Above all, in India, there must be a focus on creating forward looking infrastructure and providing quality services in upcoming suburban areas. Not just technology but processes are also in the spotlight here. The ‘smart citizen’ can play a vital role in making garbage segregation mandatory, for instance, or in ensuring that traffic rules are followed by all.
If Indian cities are the sites for emancipation and upward mobility (as per the recently released World Bank’s report on Addressing Inequality in South Asia), they deserve to be seen in their entirety and without rose-tinted glasses. Not by creating utopian visions that are an amalgamation of all the buzzwords of our times, but by building a vision upwards from the realities that surround us and teach us everyday about how people experience and influence the city around them.
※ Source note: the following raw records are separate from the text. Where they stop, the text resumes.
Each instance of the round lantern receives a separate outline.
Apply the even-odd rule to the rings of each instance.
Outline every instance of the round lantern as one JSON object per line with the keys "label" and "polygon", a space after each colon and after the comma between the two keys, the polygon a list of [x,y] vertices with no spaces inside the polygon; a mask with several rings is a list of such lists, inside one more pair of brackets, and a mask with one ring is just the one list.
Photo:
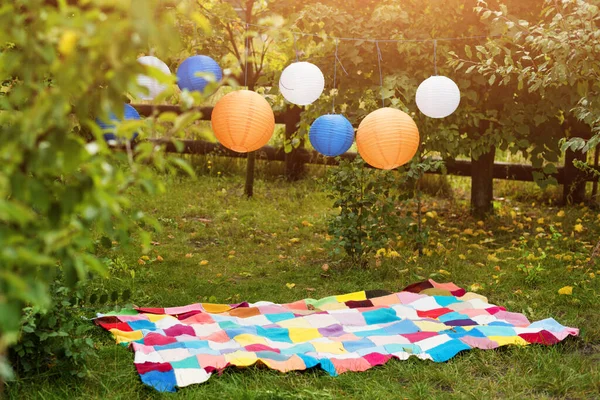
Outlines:
{"label": "round lantern", "polygon": [[279,78],[279,90],[292,104],[306,106],[317,100],[325,88],[325,77],[314,64],[295,62],[288,65]]}
{"label": "round lantern", "polygon": [[417,153],[419,129],[408,114],[394,108],[380,108],[360,123],[356,145],[369,165],[394,169],[409,162]]}
{"label": "round lantern", "polygon": [[[147,65],[149,67],[154,67],[159,69],[165,75],[171,75],[171,70],[161,60],[153,56],[144,56],[138,58],[138,62],[143,65]],[[138,75],[137,77],[138,85],[147,89],[147,92],[138,93],[138,97],[142,100],[154,100],[159,94],[165,91],[167,85],[160,83],[156,79],[147,76],[147,75]]]}
{"label": "round lantern", "polygon": [[354,128],[343,115],[322,115],[313,122],[308,138],[319,153],[337,157],[352,146]]}
{"label": "round lantern", "polygon": [[460,90],[445,76],[432,76],[417,89],[417,107],[431,118],[445,118],[460,104]]}
{"label": "round lantern", "polygon": [[177,85],[181,90],[203,92],[209,82],[209,75],[218,82],[223,79],[223,71],[219,64],[208,56],[192,56],[185,59],[177,68]]}
{"label": "round lantern", "polygon": [[[118,137],[116,135],[116,126],[114,122],[123,122],[127,120],[139,120],[141,119],[140,114],[137,112],[135,108],[130,106],[129,104],[124,105],[125,108],[123,110],[123,119],[117,117],[113,112],[111,112],[108,116],[109,121],[103,121],[100,118],[96,118],[96,123],[98,126],[104,131],[104,140],[108,141],[117,141]],[[111,123],[113,122],[113,123]],[[131,140],[134,140],[138,136],[137,132],[134,132]]]}
{"label": "round lantern", "polygon": [[269,142],[275,129],[275,115],[261,95],[238,90],[217,102],[211,124],[223,146],[238,153],[247,153]]}

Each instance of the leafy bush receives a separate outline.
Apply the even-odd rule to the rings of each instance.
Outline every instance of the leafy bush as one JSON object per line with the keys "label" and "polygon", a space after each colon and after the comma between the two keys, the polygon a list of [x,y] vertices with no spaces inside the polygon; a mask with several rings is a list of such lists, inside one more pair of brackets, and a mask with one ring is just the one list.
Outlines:
{"label": "leafy bush", "polygon": [[341,160],[326,178],[329,198],[340,213],[329,223],[334,254],[343,249],[354,265],[365,267],[368,256],[386,247],[402,226],[397,208],[401,192],[397,175],[368,168],[357,157]]}
{"label": "leafy bush", "polygon": [[85,360],[94,354],[93,329],[83,319],[77,296],[55,282],[53,303],[49,309],[25,307],[20,341],[11,349],[17,372],[40,373],[48,369],[85,376]]}
{"label": "leafy bush", "polygon": [[[39,332],[37,338],[21,340],[23,354],[30,349],[56,354],[63,339],[65,351],[78,352],[73,346],[82,343],[70,342],[69,335],[85,332],[66,322],[72,304],[53,302],[62,294],[50,290],[52,282],[60,276],[64,286],[74,287],[90,273],[106,272],[94,255],[97,236],[122,245],[139,240],[148,248],[145,228],[156,224],[131,206],[128,189],[160,192],[163,184],[155,170],[189,172],[182,160],[164,157],[152,143],[111,149],[94,123],[123,109],[125,94],[139,90],[138,74],[173,83],[172,77],[148,72],[137,62],[150,48],[159,56],[177,50],[173,15],[164,7],[159,0],[2,3],[0,385],[10,370],[7,349],[22,332],[35,336],[56,324],[66,334]],[[177,10],[185,15],[185,7]],[[189,95],[186,100],[192,106],[198,99]],[[197,117],[196,112],[166,113],[117,124],[116,130],[119,136],[139,132],[144,138],[152,127],[172,138]],[[24,307],[23,329],[34,332],[21,329]],[[36,350],[42,337],[57,344]]]}

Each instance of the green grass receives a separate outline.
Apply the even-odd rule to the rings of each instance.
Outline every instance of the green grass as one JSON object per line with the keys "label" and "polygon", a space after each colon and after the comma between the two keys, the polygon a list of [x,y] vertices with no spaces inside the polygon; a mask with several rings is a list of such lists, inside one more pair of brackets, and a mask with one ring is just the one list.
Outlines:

Posted on January 22, 2015, in Urban Planning & Policy and tagged 100 smart cities, retrofitting, satellite cities, smart citizen, suburbs. Bookmark the permalink. 3 Comments.
Hey, this post shed light on burbs and how to make life smart and travelling should be choice rather than adding burden on our existence.
Methinks the idea is re-inventing the suburbs. Better still, designing them properly so there are services, shops within 15 min. walking distance.
So bashing the suburbs is lst phase. Let’s be realistic. Otherwise people won’t do anything to correct problems.
Agreed. But we have bashed and bashed. Action needs to follow!